PP Muhammadiyah Usul Program MBG Dihentikan Sementara untuk Evaluasi

SOSOK: Ketua PP Muhammadiyah Bidang Hukum, HAM, dan Kebijakan Publik, Busyro Muqoddas - Foto Dok Istimewa

RILISKALIMANTAN.COM, JAKARTA – Pimpinan Pusat (PP) Muhammadiyah mengusulkan penghentian sementara Program Makan Bergizi Gratis (MBG) guna dilakukan evaluasi menyeluruh terhadap pelaksanaannya.

Usulan tersebut disampaikan Ketua PP Muhammadiyah Bidang Hukum, HAM, dan Kebijakan Publik, Busyro Muqoddas, yang menilai program unggulan Presiden Prabowo Subianto itu masih menyisakan sejumlah persoalan mendasar terkait tata kelola.

Busyro menyoroti aspek transparansi dan akuntabilitas dalam pelaksanaan program yang menurutnya perlu mendapat perhatian serius pemerintah.

"Yang sejak awal pengelolaannya tidak ada prinsip-prinsip keilmuan, transparansi, dan akuntabilitas. Malah cenderung dan semakin kuat kecenderungan itu sudah ada indikasi korupsinya," ujar Busyro usai sidang lanjutan perkara pengujian norma terkait anggaran MBG dalam APBN 2026 di Gedung Mahkamah Konstitusi, Senin (15/6/2026).

Menurut Busyro, berbagai perbaikan yang telah disampaikan pemerintah belum cukup menjawab persoalan yang muncul dalam implementasi program tersebut.

Karena itu, ia menilai evaluasi total perlu dilakukan sebelum program terus diperluas.

"Apa pun juga pandangan dan jaminan pemerintah itu biarkan saja.

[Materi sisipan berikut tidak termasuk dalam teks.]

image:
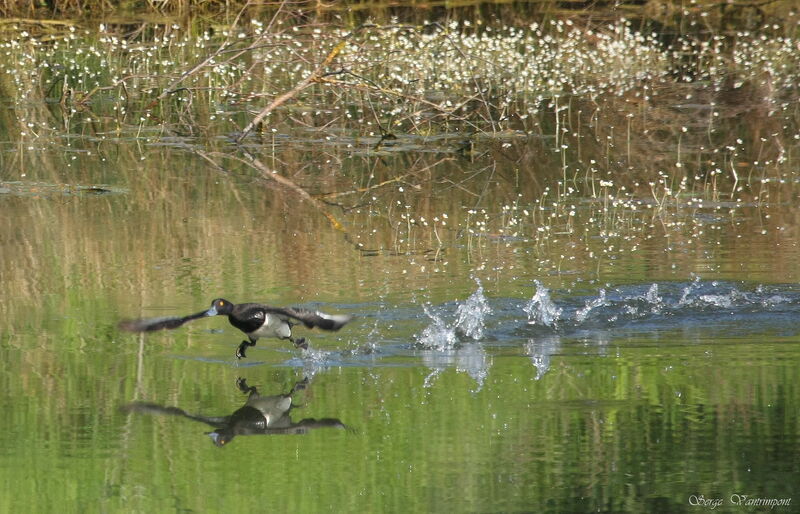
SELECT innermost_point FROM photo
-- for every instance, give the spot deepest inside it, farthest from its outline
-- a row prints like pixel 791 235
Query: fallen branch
pixel 313 77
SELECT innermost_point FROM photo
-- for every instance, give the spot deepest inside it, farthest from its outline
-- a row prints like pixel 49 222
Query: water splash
pixel 469 323
pixel 541 309
pixel 438 335
pixel 472 313
pixel 600 301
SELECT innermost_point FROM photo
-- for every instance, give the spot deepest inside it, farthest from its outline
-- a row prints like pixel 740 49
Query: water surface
pixel 524 340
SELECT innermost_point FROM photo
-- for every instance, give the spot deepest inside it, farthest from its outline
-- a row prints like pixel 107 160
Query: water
pixel 522 341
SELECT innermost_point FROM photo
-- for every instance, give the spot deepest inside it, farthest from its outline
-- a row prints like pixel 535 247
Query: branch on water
pixel 315 76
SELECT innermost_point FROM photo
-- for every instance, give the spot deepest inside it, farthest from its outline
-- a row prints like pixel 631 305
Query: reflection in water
pixel 540 350
pixel 260 415
pixel 470 358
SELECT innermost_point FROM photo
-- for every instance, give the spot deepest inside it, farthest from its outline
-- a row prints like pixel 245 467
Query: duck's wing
pixel 312 319
pixel 151 324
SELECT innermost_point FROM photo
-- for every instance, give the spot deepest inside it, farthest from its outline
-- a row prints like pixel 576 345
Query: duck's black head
pixel 220 306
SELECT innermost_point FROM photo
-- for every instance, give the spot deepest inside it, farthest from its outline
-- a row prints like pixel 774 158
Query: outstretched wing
pixel 151 324
pixel 313 319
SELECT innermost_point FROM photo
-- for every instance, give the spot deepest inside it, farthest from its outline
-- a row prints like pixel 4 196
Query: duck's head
pixel 220 306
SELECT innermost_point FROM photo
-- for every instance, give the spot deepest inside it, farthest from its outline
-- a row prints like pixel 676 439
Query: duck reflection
pixel 260 415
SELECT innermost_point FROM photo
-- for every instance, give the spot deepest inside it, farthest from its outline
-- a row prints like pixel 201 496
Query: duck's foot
pixel 242 348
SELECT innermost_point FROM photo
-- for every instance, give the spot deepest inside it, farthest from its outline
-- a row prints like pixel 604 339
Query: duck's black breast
pixel 248 317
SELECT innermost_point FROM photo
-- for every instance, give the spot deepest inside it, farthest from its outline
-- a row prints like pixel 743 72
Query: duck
pixel 256 320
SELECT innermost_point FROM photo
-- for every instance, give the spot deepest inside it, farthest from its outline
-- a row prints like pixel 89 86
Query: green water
pixel 658 369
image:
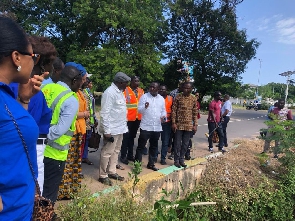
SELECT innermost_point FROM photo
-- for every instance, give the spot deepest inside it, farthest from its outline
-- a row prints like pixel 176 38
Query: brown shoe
pixel 116 177
pixel 105 181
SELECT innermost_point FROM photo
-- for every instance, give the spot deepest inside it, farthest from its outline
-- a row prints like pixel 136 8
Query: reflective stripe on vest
pixel 90 107
pixel 132 103
pixel 55 95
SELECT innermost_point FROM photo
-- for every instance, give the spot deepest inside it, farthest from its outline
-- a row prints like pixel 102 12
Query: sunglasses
pixel 35 57
pixel 78 76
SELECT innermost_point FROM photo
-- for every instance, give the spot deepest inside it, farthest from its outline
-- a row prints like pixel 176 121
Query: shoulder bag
pixel 43 208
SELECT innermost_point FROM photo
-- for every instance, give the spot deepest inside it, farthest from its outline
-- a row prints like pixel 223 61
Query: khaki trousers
pixel 109 156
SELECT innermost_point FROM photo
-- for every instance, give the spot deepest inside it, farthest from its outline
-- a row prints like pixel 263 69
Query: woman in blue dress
pixel 17 187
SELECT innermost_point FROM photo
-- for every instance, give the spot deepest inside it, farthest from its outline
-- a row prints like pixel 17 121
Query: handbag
pixel 215 138
pixel 94 140
pixel 43 208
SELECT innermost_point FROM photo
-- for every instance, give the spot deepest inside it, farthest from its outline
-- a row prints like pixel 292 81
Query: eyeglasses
pixel 35 57
pixel 77 76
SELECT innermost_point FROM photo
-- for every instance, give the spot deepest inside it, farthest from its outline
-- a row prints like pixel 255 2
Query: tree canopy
pixel 137 36
pixel 207 36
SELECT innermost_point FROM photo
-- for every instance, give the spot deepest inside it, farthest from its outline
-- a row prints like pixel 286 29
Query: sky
pixel 272 23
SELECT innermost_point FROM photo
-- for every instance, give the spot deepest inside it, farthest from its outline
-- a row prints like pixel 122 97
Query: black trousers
pixel 181 143
pixel 128 139
pixel 144 136
pixel 224 126
pixel 211 127
pixel 53 172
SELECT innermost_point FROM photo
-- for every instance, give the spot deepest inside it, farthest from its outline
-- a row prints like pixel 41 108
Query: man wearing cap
pixel 61 98
pixel 113 124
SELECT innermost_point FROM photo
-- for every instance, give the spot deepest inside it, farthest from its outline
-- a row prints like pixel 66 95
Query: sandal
pixel 119 167
pixel 87 161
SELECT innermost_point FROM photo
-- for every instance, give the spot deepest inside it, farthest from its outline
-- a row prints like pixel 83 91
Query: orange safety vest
pixel 132 103
pixel 168 106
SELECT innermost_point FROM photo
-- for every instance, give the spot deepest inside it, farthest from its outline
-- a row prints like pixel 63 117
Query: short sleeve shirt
pixel 215 106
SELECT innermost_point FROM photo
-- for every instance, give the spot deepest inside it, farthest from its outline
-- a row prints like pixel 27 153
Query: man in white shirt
pixel 152 107
pixel 226 111
pixel 113 124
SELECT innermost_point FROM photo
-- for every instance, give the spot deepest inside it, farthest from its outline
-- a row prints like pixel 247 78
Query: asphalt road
pixel 243 124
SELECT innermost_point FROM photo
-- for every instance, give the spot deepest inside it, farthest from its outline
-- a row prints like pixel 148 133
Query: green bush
pixel 264 106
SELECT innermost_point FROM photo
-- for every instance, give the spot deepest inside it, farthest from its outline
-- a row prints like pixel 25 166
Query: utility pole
pixel 257 92
pixel 288 75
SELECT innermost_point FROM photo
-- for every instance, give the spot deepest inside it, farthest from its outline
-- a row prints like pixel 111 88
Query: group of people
pixel 155 113
pixel 44 125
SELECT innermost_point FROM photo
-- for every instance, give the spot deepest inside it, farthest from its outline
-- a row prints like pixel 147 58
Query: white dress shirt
pixel 227 106
pixel 151 116
pixel 113 114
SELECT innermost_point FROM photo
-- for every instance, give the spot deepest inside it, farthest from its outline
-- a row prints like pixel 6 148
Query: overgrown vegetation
pixel 245 185
pixel 114 206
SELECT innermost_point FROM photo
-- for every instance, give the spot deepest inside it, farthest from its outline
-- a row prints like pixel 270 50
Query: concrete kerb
pixel 177 181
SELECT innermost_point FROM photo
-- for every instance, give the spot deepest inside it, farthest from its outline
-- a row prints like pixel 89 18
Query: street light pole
pixel 288 75
pixel 257 92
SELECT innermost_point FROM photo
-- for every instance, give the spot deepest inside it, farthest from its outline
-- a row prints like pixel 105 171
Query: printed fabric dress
pixel 71 182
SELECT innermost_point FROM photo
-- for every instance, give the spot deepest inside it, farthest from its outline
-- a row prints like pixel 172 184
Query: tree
pixel 126 34
pixel 207 36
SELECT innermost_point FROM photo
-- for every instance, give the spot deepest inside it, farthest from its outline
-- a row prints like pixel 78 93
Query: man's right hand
pixel 107 135
pixel 174 127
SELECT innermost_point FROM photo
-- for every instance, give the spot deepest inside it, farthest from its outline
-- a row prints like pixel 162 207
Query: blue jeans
pixel 144 136
pixel 181 142
pixel 224 126
pixel 211 127
pixel 128 139
pixel 165 136
pixel 85 151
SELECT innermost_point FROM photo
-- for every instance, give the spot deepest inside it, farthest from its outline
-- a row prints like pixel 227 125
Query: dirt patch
pixel 241 167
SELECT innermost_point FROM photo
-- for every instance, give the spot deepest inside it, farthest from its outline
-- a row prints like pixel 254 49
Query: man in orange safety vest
pixel 132 95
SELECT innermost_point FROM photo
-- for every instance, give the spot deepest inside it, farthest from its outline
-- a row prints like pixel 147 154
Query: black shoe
pixel 55 217
pixel 188 157
pixel 177 165
pixel 183 165
pixel 163 162
pixel 222 150
pixel 116 177
pixel 131 159
pixel 105 181
pixel 152 167
pixel 124 160
pixel 145 151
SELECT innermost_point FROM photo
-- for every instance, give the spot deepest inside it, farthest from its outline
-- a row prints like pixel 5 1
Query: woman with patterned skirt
pixel 71 182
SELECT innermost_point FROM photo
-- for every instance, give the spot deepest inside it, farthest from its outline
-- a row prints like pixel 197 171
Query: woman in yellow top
pixel 72 177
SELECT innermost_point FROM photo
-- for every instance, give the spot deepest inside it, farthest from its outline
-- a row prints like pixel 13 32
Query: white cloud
pixel 275 28
pixel 286 31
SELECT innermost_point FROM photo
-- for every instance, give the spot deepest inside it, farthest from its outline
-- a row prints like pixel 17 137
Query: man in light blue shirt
pixel 152 107
pixel 113 124
pixel 226 111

Mudaratnya akibatnya sudah terang-terangan lebih banyak," katanya.

Busyro yang juga tergabung dalam kelompok masyarakat sipil MBG Watch menjadi salah satu pemohon dalam perkara uji materi Undang-Undang APBN 2026 dengan nomor perkara 100/PUU-XXIV/2026.

Para pemohon menyoroti penganggaran Program Makan Bergizi Gratis dalam APBN 2026 yang dinilai memiliki persoalan konstitusional dan memerlukan pengujian di Mahkamah Konstitusi.

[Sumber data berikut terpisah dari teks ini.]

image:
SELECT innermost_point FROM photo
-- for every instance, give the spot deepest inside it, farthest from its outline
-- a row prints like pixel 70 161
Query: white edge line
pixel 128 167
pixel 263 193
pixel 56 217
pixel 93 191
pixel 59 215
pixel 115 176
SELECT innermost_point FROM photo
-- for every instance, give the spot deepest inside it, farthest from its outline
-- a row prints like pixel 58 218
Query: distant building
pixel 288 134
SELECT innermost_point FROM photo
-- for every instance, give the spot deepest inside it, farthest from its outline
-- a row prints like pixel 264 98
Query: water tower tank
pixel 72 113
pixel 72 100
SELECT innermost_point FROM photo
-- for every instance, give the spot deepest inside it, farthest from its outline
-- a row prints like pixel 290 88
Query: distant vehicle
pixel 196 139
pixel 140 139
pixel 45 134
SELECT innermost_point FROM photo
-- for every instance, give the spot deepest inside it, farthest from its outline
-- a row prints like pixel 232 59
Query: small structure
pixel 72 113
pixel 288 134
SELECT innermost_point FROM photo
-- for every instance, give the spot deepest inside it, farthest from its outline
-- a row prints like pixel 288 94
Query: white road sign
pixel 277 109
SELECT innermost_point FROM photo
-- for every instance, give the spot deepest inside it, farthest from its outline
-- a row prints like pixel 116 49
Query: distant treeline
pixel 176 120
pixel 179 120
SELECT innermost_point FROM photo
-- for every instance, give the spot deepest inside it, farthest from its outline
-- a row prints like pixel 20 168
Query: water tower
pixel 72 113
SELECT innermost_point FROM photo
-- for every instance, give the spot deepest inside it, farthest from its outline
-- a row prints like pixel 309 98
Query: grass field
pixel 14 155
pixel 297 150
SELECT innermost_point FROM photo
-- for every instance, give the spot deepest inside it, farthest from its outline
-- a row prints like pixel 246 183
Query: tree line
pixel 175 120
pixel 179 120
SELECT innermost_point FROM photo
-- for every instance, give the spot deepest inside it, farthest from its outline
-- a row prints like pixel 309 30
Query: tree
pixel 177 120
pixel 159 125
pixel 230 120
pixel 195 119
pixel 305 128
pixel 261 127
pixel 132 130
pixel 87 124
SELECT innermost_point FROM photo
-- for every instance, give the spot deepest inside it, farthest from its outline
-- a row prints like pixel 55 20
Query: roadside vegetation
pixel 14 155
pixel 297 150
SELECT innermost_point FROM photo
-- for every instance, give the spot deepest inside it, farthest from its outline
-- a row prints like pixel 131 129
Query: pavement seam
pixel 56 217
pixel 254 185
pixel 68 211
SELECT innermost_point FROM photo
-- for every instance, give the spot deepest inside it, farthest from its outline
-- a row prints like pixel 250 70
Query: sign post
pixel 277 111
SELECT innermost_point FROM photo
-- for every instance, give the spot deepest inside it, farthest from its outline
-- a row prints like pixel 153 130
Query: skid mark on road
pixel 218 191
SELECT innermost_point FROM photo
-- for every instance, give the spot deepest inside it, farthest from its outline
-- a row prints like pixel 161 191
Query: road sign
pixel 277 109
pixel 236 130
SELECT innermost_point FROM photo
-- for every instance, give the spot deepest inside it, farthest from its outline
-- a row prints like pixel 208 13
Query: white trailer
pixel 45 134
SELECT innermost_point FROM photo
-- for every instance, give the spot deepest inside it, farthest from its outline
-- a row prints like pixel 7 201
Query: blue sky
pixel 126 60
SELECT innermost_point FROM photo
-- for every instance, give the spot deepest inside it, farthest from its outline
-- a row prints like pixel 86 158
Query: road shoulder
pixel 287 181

Selain melalui jalur hukum, dorongan evaluasi terhadap MBG juga muncul dalam sejumlah aksi unjuk rasa yang berlangsung di berbagai daerah dalam beberapa hari terakhir, termasuk di Jakarta, Makassar, Solo, Yogyakarta, Lampung, dan Surabaya.

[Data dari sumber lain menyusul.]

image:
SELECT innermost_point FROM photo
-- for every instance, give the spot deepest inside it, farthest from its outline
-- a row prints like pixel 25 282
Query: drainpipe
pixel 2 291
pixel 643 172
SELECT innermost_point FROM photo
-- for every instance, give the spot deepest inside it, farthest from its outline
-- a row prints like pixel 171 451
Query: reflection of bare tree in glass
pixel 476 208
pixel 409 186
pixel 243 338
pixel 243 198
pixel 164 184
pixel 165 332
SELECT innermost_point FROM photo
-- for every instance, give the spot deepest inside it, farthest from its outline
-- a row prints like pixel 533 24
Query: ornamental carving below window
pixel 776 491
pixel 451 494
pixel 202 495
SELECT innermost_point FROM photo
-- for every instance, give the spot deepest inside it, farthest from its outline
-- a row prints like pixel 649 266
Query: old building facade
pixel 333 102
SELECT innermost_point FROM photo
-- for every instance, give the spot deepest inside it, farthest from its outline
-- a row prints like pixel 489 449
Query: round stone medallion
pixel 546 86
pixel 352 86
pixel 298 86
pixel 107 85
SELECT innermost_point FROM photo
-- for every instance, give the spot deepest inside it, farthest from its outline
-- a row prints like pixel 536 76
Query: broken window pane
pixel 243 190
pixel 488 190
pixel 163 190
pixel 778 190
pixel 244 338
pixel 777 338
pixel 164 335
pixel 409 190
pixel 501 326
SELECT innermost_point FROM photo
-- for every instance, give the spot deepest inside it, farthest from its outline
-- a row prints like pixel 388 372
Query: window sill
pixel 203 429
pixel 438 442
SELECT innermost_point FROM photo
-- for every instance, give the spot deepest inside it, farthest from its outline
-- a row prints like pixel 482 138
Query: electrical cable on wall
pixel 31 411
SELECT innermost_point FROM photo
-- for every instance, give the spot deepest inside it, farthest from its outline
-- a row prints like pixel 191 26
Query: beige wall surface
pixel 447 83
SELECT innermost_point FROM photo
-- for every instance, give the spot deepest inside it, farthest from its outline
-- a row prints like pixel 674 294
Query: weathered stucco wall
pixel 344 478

Busyro berharap Mahkamah Konstitusi dapat memberikan pertimbangan terkait keberlanjutan program tersebut, termasuk kemungkinan penghentian sementara sebagai bagian dari proses evaluasi.

"Setop MBG sementara dulu, kemudian evaluasi. MK bisa memberikan pertimbangan moral konstitusional," ujarnya.

Hingga kini, pemerintah tetap melanjutkan Program Makan Bergizi Gratis sebagai salah satu program prioritas nasional, sementara proses pengujian di Mahkamah Konstitusi masih berlangsung.